Their practice fields are on opposite sides of the complex, which means I wander back and forth between the two fields trying to keep an eye on both of them. Last night was no different, and as always, I looked like a big goob in my dress clothes. I guess every other parent has a job that allows them the extra time to get home and change into something comfortable. Which wouldn’t be so bad if it weren’t springtime, and if women would wear burqas like God intended instead of tight little shorts.

One of the teachers from the kid’s elementary school was there last night with her husband and baby and her son who plays on my son’s team. And of course, this pert little wicked infidel had her shamelessly smooth and tan legs hanging all out the bottom of her shorts for everyone to see. And her perfectly bob-cut, shiny strawberry blonde hair had nary a hejab upon it.

So I exchanged general chit-chat with this daughter of perdition and her hubby and played peekaboo with the baby and watched my son run around aimlessly and jump like a bunny for a while, then wandered over to the other set of fields where my daughter was. She was doing fine, but since none of the moms over there looked like Breck Girl models and everyone was chain-smoking, I moseyed back over and watched the boys some more, which provided much more in the way of visual distractions and respiratory safety.

It got close to time to go, so I told my son I was going to go get Rebecca and to wait for me. I made my last walk over to her field and sure enough, it was quitting time. She gathered up her stuff and we both went back to pick up Little Boy, pausing long enough for her to watch the older girls finish up one of their games.

As we finally got back down to my son’s field, I could see that they were still practicing, and for some reason the dads were lined up on the field. I came walking across with daughter in lockstep and figured out that the coach was going to have a little father-son pickup game. ‘Well, I’m kinda glad I’m not dressed right,’ I thought to myself. I was headed for the sideline to stand next to petite Model Mom when she smiled and said “Come on, now—you too!”

I stopped and stared like a pole-axed cow, trying to figure a way out of this one. “Come on, it’s ALL the dads!” She had her baby slung on her upturned hip and she was just grinning with her little freckled nose all wrinkled up and her silky red hair falling just so and those danged legs were going all the way to the ground and she was just daring me to show her what a big goofball I really was.

I think we all know the answer.

I reached up, loosened my tie, undid my collar button, pointed a chubby finger at my son and said, “You’re going DOWN little boy!” He just giggled and giggled.

And so, it was on—a field full of little 7 year olds, their thirty-something, tanned and toned and casually comfortable dads, and then one weird looking old fat guy in a tie, slacks and street shoes too dumb to “just say no.”

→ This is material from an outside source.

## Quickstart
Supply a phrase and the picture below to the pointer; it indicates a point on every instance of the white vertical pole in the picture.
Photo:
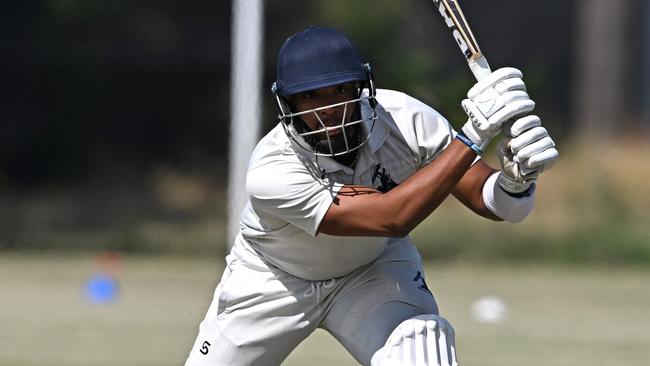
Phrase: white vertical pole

At least we won. And I didn’t slide down. Falling would have been embarrassing enough, but it’s worse when done by the corpulent, so I guess I actually managed to do pretty well, considering my prodigious handicaps. My son managed to catch a ball in the knee, which caused him some distress. I asked him if he wanted to stand to the side, but he was game and played on with an incredibly ferocious intensity.

Heaven help him when he discovers redheads.